Avon incorporation is one of the leading door-to-door distributors of cosmetics. The internal audit of Avon’s China subsidiary indicated fund misappropriation attributed to the failure by the management to uphold and enforce moral and ethical principles in the company’s financial decisions. Although China prohibited the direct sale of Avon products before 2006, the policy underwent review to allow direct sales, but on strict regulations. Avon’s lack of a robust ethical model created loopholes allowing employees to engage in unethical business practices and transactions. An unknown whistleblower revealed the fraudulent activities in Avon’s China subsidiary, which prompted the company to embark on unraveling the fraud that threatened to damage its reputation and cause significant financial losses.
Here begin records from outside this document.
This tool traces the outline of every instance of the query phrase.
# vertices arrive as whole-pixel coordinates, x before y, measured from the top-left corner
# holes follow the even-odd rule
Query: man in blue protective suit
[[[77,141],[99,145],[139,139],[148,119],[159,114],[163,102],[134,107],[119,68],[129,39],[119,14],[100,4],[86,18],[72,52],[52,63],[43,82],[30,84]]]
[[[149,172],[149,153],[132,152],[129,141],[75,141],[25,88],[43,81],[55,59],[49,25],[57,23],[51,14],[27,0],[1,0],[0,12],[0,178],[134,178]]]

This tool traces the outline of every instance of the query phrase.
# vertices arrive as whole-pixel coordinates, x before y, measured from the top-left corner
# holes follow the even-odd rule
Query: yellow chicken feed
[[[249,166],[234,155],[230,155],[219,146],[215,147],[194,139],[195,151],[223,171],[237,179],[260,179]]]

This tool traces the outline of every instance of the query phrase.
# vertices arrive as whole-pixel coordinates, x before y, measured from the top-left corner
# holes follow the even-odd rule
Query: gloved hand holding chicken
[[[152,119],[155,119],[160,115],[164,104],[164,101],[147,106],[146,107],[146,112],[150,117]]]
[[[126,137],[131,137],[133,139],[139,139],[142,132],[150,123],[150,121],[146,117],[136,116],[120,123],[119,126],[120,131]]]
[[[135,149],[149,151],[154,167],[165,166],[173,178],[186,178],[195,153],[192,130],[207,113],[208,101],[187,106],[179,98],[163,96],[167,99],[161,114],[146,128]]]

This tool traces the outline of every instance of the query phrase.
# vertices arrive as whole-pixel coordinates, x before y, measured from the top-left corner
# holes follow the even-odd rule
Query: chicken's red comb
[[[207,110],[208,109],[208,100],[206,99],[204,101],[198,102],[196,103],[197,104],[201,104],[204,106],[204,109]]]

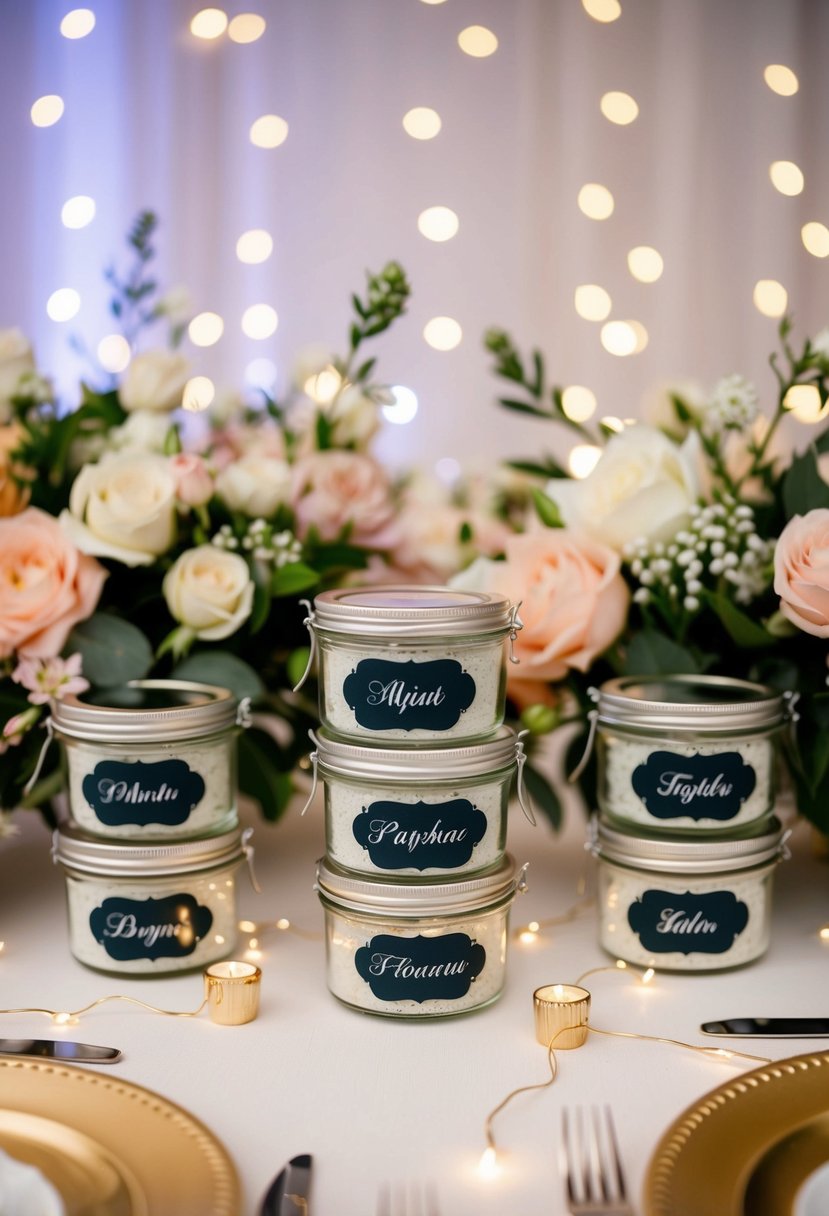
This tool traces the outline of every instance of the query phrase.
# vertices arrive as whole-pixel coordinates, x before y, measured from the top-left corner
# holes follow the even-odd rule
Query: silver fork
[[[377,1216],[440,1216],[438,1192],[432,1183],[423,1187],[417,1182],[408,1187],[385,1183],[377,1195]]]
[[[573,1216],[633,1216],[609,1107],[562,1111],[560,1156]]]

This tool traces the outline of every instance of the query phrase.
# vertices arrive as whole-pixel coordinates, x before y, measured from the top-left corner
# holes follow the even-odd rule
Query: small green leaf
[[[239,789],[253,798],[266,820],[275,823],[293,794],[291,773],[277,767],[280,749],[266,731],[249,727],[238,737]]]
[[[75,625],[63,653],[75,652],[81,657],[84,677],[102,688],[143,679],[153,662],[152,646],[141,630],[107,613],[95,613]]]
[[[655,629],[636,634],[627,648],[625,675],[697,675],[699,663],[684,646]]]
[[[275,598],[281,596],[295,596],[300,591],[308,591],[320,581],[317,570],[312,570],[304,562],[289,562],[287,565],[273,570],[271,576],[271,595]]]
[[[243,697],[255,700],[265,692],[259,674],[244,659],[231,654],[230,651],[197,651],[174,668],[173,679],[230,688],[238,700]]]
[[[532,486],[532,503],[542,524],[546,524],[548,528],[564,527],[562,512],[558,510],[557,503],[535,485]]]

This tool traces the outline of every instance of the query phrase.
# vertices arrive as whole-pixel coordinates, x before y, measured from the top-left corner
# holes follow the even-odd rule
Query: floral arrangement
[[[277,818],[316,722],[312,685],[292,691],[301,597],[357,578],[445,581],[508,531],[483,490],[462,502],[395,482],[371,452],[393,398],[365,344],[405,313],[397,264],[351,297],[344,356],[301,351],[282,400],[225,394],[188,415],[186,323],[152,275],[156,226],[140,215],[126,270],[106,276],[131,349],[119,379],[83,383],[67,407],[22,333],[0,332],[0,826],[16,807],[52,814],[56,749],[36,769],[50,699],[150,675],[252,698],[239,786]]]
[[[568,416],[538,350],[526,358],[490,331],[495,373],[511,385],[501,405],[568,428],[597,462],[576,479],[552,456],[513,461],[531,484],[534,522],[507,540],[503,561],[483,558],[457,581],[523,601],[508,689],[535,736],[571,726],[560,778],[585,750],[590,688],[604,679],[756,680],[794,694],[793,792],[829,833],[829,330],[795,347],[786,317],[779,338],[766,412],[751,383],[728,376],[707,394],[665,390],[648,422],[593,430]],[[807,443],[785,454],[793,412]],[[594,806],[594,765],[580,782]],[[556,781],[536,772],[534,792],[558,820]]]

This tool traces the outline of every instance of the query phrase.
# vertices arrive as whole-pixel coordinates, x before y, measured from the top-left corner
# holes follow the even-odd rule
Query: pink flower
[[[515,680],[563,680],[587,671],[625,627],[630,592],[619,554],[566,529],[512,536],[506,562],[486,567],[490,589],[521,601]],[[525,700],[526,689],[521,688]]]
[[[175,495],[186,507],[203,507],[213,497],[213,478],[207,465],[194,452],[179,452],[170,457],[175,478]]]
[[[68,692],[89,688],[89,680],[80,674],[80,654],[71,654],[68,659],[35,659],[22,654],[11,677],[29,689],[28,699],[33,705],[45,705],[49,700],[60,700]]]
[[[0,519],[0,658],[49,658],[95,610],[107,572],[36,507]]]
[[[780,612],[797,629],[829,637],[829,510],[795,516],[774,548]]]
[[[293,505],[297,534],[311,525],[323,540],[335,540],[346,524],[349,540],[367,548],[396,542],[394,505],[385,472],[360,452],[322,451],[294,466]]]

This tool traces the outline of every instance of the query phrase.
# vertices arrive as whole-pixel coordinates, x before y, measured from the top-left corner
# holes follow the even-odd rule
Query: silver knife
[[[292,1156],[271,1182],[259,1209],[259,1216],[309,1216],[311,1154]]]
[[[704,1021],[704,1035],[735,1035],[748,1038],[829,1038],[829,1018],[723,1018]]]
[[[0,1038],[0,1055],[40,1055],[73,1064],[114,1064],[122,1053],[118,1047],[74,1043],[69,1038]]]

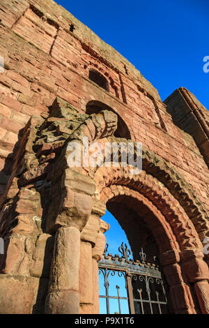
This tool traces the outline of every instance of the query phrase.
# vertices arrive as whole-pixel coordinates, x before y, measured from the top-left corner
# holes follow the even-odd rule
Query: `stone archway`
[[[114,114],[102,111],[98,115],[93,114],[91,117],[89,117],[85,124],[80,126],[79,130],[72,133],[69,140],[82,141],[83,136],[87,135],[90,142],[92,142],[95,140],[99,140],[102,136],[100,141],[104,144],[105,140],[111,140],[111,135],[116,127],[116,118]],[[100,120],[99,127],[93,124],[94,120],[97,122]],[[111,123],[111,121],[114,122],[114,124]],[[108,125],[111,128],[107,128]],[[114,140],[118,142],[121,141],[117,138],[114,138]],[[66,150],[65,158],[67,156],[68,151]],[[169,226],[169,230],[168,228],[165,230],[167,234],[169,231],[172,232],[173,239],[176,240],[178,244],[179,249],[178,247],[175,248],[173,246],[171,248],[165,249],[161,254],[161,262],[164,267],[164,271],[167,272],[171,287],[173,285],[173,303],[175,304],[175,299],[176,300],[180,295],[184,304],[183,308],[182,305],[181,308],[178,307],[176,308],[176,312],[180,312],[180,311],[184,313],[195,312],[194,301],[187,285],[187,280],[185,281],[183,277],[185,274],[187,279],[194,284],[202,313],[208,313],[208,304],[206,301],[207,298],[205,297],[209,292],[208,269],[203,260],[203,247],[198,235],[198,232],[201,232],[202,230],[197,231],[198,229],[195,228],[196,221],[194,220],[194,218],[197,217],[199,222],[202,221],[202,224],[207,225],[203,207],[198,202],[196,196],[190,187],[167,163],[157,158],[153,153],[145,150],[144,150],[144,163],[145,163],[144,171],[135,177],[130,176],[127,170],[121,167],[116,169],[99,167],[93,170],[88,167],[79,167],[75,170],[76,173],[75,172],[72,173],[70,168],[65,170],[65,177],[68,174],[70,177],[67,177],[69,182],[65,184],[67,193],[69,194],[72,186],[77,190],[79,189],[83,193],[88,193],[87,189],[84,191],[84,186],[85,184],[91,184],[90,181],[92,184],[95,184],[95,189],[94,193],[91,193],[93,202],[91,214],[88,221],[86,220],[87,223],[81,233],[82,261],[80,262],[79,276],[82,278],[80,278],[79,283],[80,312],[82,313],[94,313],[95,309],[98,308],[98,300],[94,299],[96,292],[94,293],[94,296],[92,295],[93,286],[98,285],[98,282],[95,283],[97,279],[95,272],[98,270],[95,268],[95,263],[94,263],[93,269],[91,270],[89,265],[92,268],[90,264],[92,257],[94,259],[100,259],[105,244],[104,236],[101,233],[101,231],[105,230],[104,227],[99,234],[97,232],[100,218],[105,211],[105,209],[104,210],[105,202],[101,200],[100,193],[102,189],[107,186],[111,186],[112,188],[113,185],[125,185],[131,188],[131,193],[136,194],[138,193],[139,195],[142,194],[145,198],[148,198],[150,207],[153,207],[153,209],[155,208],[155,216],[158,218],[164,218],[164,226],[166,226],[166,223]],[[149,174],[150,172],[153,174]],[[77,181],[81,184],[80,187],[78,187],[78,185],[75,187],[74,182],[75,178],[72,177],[73,174],[76,175]],[[157,179],[155,177],[155,175],[157,177]],[[138,197],[139,197],[141,196],[139,195]],[[185,206],[185,204],[186,206]],[[196,213],[196,216],[194,213]],[[187,214],[189,214],[189,216]],[[74,220],[77,218],[77,216],[75,215]],[[61,223],[57,219],[54,223],[55,225],[65,224],[64,222]],[[54,226],[54,223],[52,225]],[[163,225],[162,226],[164,227]],[[52,228],[52,225],[51,227],[49,225],[48,228],[49,230]],[[206,233],[208,232],[206,230],[204,231]],[[88,260],[86,260],[87,258]],[[178,264],[180,261],[182,262],[183,275],[181,274],[182,269]],[[85,262],[86,264],[84,264]],[[87,277],[86,276],[84,278],[85,272],[87,271],[90,273],[90,276]],[[169,277],[171,274],[172,279]],[[91,283],[89,283],[91,276],[94,277],[94,280],[91,280]],[[88,300],[86,299],[86,295],[90,295]],[[49,311],[52,311],[52,307],[50,303],[49,308]]]

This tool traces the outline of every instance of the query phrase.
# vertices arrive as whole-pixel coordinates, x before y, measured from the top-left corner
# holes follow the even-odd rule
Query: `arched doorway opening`
[[[134,200],[133,205],[129,198],[119,196],[109,200],[107,208],[109,211],[102,217],[110,225],[110,229],[107,232],[106,249],[98,263],[100,313],[170,313],[169,285],[149,223],[157,219],[143,203]],[[111,219],[109,212],[114,214]],[[114,231],[111,234],[111,224]],[[157,223],[153,224],[155,229],[159,228]],[[121,237],[124,241],[120,240]],[[165,237],[162,239],[161,243],[167,243]],[[121,241],[118,251],[113,253],[111,243],[116,251],[116,244],[120,246]]]

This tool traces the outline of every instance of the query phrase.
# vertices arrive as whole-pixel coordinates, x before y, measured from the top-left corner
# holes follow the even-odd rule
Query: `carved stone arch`
[[[118,219],[118,216],[121,213],[118,210],[120,208],[119,204],[124,204],[125,207],[131,208],[137,214],[137,221],[141,218],[142,215],[144,223],[148,225],[149,230],[152,232],[158,246],[160,251],[158,255],[161,266],[169,285],[171,310],[176,313],[196,313],[198,310],[196,308],[195,301],[192,297],[192,288],[184,274],[182,262],[180,261],[180,248],[183,248],[185,246],[182,245],[181,241],[177,240],[176,227],[176,229],[173,229],[173,226],[171,227],[171,222],[167,221],[160,210],[148,197],[142,193],[129,188],[128,186],[111,185],[109,187],[104,187],[100,193],[100,197],[106,204],[109,204],[109,207],[110,207],[111,211],[111,202],[117,202],[118,205],[116,205],[115,211],[112,214]],[[146,216],[144,216],[145,209],[148,209]],[[124,212],[124,208],[123,208],[123,211]],[[122,223],[122,228],[125,228],[125,233],[130,230],[130,223],[133,225],[130,236],[133,238],[134,235],[134,238],[136,238],[135,246],[131,242],[131,239],[129,239],[128,233],[127,237],[130,244],[134,246],[132,251],[134,254],[134,252],[139,252],[140,248],[140,247],[139,248],[140,228],[139,228],[136,220],[131,221],[126,225],[124,222],[123,224],[123,221],[124,221],[124,216],[122,214],[122,218],[119,218],[118,221],[121,225]],[[178,225],[178,223],[176,225]],[[185,235],[184,237],[185,237]],[[189,234],[187,238],[189,238]],[[198,239],[197,234],[196,238]],[[173,282],[175,283],[173,283]],[[185,299],[183,302],[184,305],[179,306],[176,299],[178,299],[180,295],[184,295]]]
[[[107,119],[107,116],[109,116],[109,119]],[[100,127],[96,127],[95,125],[94,125],[93,133],[92,133],[91,125],[95,119],[98,122],[98,118],[101,120],[100,121]],[[91,135],[90,143],[94,140],[97,140],[103,144],[103,146],[106,142],[111,141],[116,142],[129,142],[128,140],[125,139],[111,137],[113,131],[110,132],[109,130],[108,131],[107,128],[107,124],[109,124],[109,126],[111,126],[111,120],[116,121],[116,115],[114,116],[113,113],[111,114],[109,112],[106,110],[102,111],[98,115],[95,114],[92,114],[85,121],[84,126],[82,126],[82,125],[79,127],[79,133],[77,133],[77,131],[75,131],[73,133],[73,136],[72,135],[68,141],[69,142],[70,140],[81,140],[82,135]],[[87,127],[88,129],[86,128]],[[87,130],[88,132],[86,134]],[[90,131],[91,131],[91,133],[89,133]],[[76,137],[76,135],[77,136],[79,135],[79,138]],[[174,216],[174,221],[172,222],[173,225],[173,230],[175,230],[176,237],[178,236],[178,241],[180,243],[180,253],[183,271],[189,281],[194,284],[201,311],[203,313],[208,313],[208,304],[206,301],[206,297],[203,295],[203,294],[206,295],[209,293],[208,283],[208,268],[203,260],[203,255],[201,243],[199,239],[193,224],[189,219],[189,218],[198,228],[199,226],[198,226],[194,219],[196,217],[194,217],[194,214],[198,215],[198,220],[201,222],[202,225],[204,225],[204,231],[206,232],[206,226],[207,227],[208,223],[206,219],[206,217],[203,207],[201,204],[200,202],[199,202],[197,197],[190,186],[189,186],[185,180],[181,178],[180,175],[176,172],[173,168],[171,167],[167,163],[160,160],[153,152],[144,149],[143,150],[142,157],[144,177],[143,177],[142,174],[141,179],[143,179],[144,177],[146,177],[146,179],[144,179],[143,181],[140,181],[139,178],[139,184],[137,184],[137,179],[141,174],[138,176],[130,175],[128,172],[128,170],[125,167],[119,167],[113,170],[111,167],[97,167],[90,170],[88,167],[85,167],[85,169],[79,169],[79,172],[80,174],[87,177],[88,176],[89,178],[97,181],[97,191],[94,196],[95,200],[103,188],[111,186],[111,184],[126,184],[131,186],[132,189],[135,188],[137,191],[138,187],[141,193],[143,191],[143,186],[145,186],[146,191],[144,191],[144,193],[146,193],[146,197],[148,195],[150,200],[153,202],[157,202],[155,205],[163,212],[163,215],[170,216],[170,222],[173,220],[173,216]],[[156,177],[155,176],[156,176]],[[155,188],[154,187],[156,184],[157,186]],[[161,189],[160,197],[159,194],[157,194],[159,186],[160,186],[160,189]],[[165,191],[164,193],[162,193],[162,190],[163,189]],[[101,203],[100,204],[101,204]],[[173,212],[171,209],[172,209]],[[98,212],[100,212],[100,211],[98,211]],[[95,213],[95,210],[92,213]],[[187,215],[187,214],[189,215]],[[185,223],[181,221],[181,218],[187,218]],[[179,222],[177,223],[175,222],[176,219],[179,220]],[[201,232],[202,230],[199,232]],[[184,234],[183,237],[181,236],[182,233]],[[95,244],[97,244],[97,242]],[[173,258],[175,260],[173,260]],[[97,258],[98,258],[98,255]],[[170,269],[170,265],[173,266],[173,264],[176,264],[179,261],[179,260],[178,261],[176,260],[176,254],[173,255],[173,253],[169,253],[169,256],[167,258],[166,255],[166,267]],[[174,269],[173,267],[172,269]],[[176,267],[175,267],[175,269],[176,269]]]
[[[119,98],[118,89],[120,85],[118,84],[118,81],[117,81],[118,84],[116,82],[116,75],[114,75],[111,72],[111,70],[109,70],[108,68],[104,65],[98,65],[98,62],[94,63],[93,59],[88,56],[86,57],[86,61],[88,61],[89,64],[84,66],[85,70],[88,70],[88,71],[95,70],[105,77],[105,78],[108,80],[109,88],[112,88],[116,97]]]
[[[105,245],[103,232],[108,229],[108,225],[100,220],[106,206],[100,199],[100,193],[104,188],[111,186],[113,191],[121,185],[128,186],[130,192],[135,195],[140,193],[149,202],[147,204],[151,203],[153,211],[157,209],[156,216],[167,218],[169,231],[178,241],[181,259],[178,247],[168,248],[161,256],[167,276],[171,279],[176,277],[170,282],[173,295],[176,299],[179,293],[183,295],[183,305],[181,303],[180,308],[176,305],[176,312],[194,311],[186,283],[182,286],[180,261],[183,271],[194,285],[201,312],[208,313],[208,269],[202,260],[202,246],[190,223],[192,221],[201,237],[203,232],[208,232],[207,216],[203,206],[178,173],[144,149],[141,176],[130,175],[128,167],[120,165],[114,170],[111,167],[69,167],[68,157],[71,151],[68,146],[70,142],[76,142],[81,148],[85,137],[89,144],[99,141],[103,147],[107,141],[130,142],[113,137],[117,124],[118,116],[113,112],[104,110],[89,116],[79,114],[76,108],[60,99],[52,106],[49,117],[30,120],[23,133],[21,151],[17,154],[6,209],[1,214],[4,227],[1,232],[9,236],[10,241],[6,257],[9,265],[6,266],[4,274],[0,275],[0,290],[5,290],[5,285],[9,285],[20,274],[24,286],[29,281],[30,285],[24,290],[27,297],[31,295],[34,276],[38,279],[42,276],[41,270],[37,271],[34,266],[34,256],[38,253],[38,245],[53,237],[45,313],[97,313],[98,292],[96,290],[93,293],[93,290],[98,285],[97,261]],[[18,256],[14,258],[17,244]],[[40,262],[42,263],[46,248],[42,246],[41,249]],[[22,283],[15,280],[15,283],[22,290]],[[5,297],[3,306],[10,304],[10,297],[9,295]],[[27,312],[31,302],[28,302]],[[24,304],[19,303],[18,306],[18,311],[23,311]]]
[[[111,107],[104,103],[98,100],[91,100],[86,104],[86,112],[88,114],[99,114],[102,110],[109,110],[118,117],[118,126],[114,132],[114,136],[131,140],[130,128],[127,126],[123,118]]]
The scandal entailed the bribing of Chinese officials to permit the firm’s operations. Fraudulent Avon employees would feature the bribes in the company’s miscellaneous expenses such as travel, gifts and entertainment. Avon used the fraud report to conduct a thorough audit of its foreign subsidiaries in compliance with the internal investigation and China’s compliance policies. Similarly, the company reviewed its accounting practices such as the reporting of expenses, especially the miscellaneous costs.

The aftermath of Avon’s bribery scandal was the detrimental performance of the firm’s stock at the New York Security Exchange. The value of Avon’s stock dropped by about 8 percent upon the announcement of the scandal and declined further in the following weeks. The expected company revenue decline by about 2 million Yuan compared to the previous quarterly financial reports. The investigation of Avon’s bribery scandal implicated some of the company top officials in the China subsidiary including the president, K. Kao, the chief financial officer, Jimmy Beh and Ian Rossester, the head of global internal audit and security in New York. The investigators assessed the failure by the company’s top officials to adhere to ethical standards in the management of business transactions and employee practices. The investigation revealed that K. Kao failure to undertake his leadership roles encouraged employees to engage in unethical practices and transactions. Similarly, the investigation revealed that Jimmy Beh was responsible for misappropriation of funds because he was the CFO overseeing the movement of funds during the bribery scandal. Further investigation revealed that the CFO attempted to conceal the bribery by documenting incorrect financial reports, which clearly demonstrated that he participated in the malpractice. Avon suspended the CFO on grounds of misconduct in official duty and lack of ethical values such as accountability, transparency and responsibility. Avon’s investigation demonstrated that Ian Rossester was irresponsible in monitoring the accounting progress of Avon’s subsidiaries within the holding company. He demonstrated unethical behavior by allowing the scandal to remain unnoticed until an undisclosed individual tipped-off the CEO.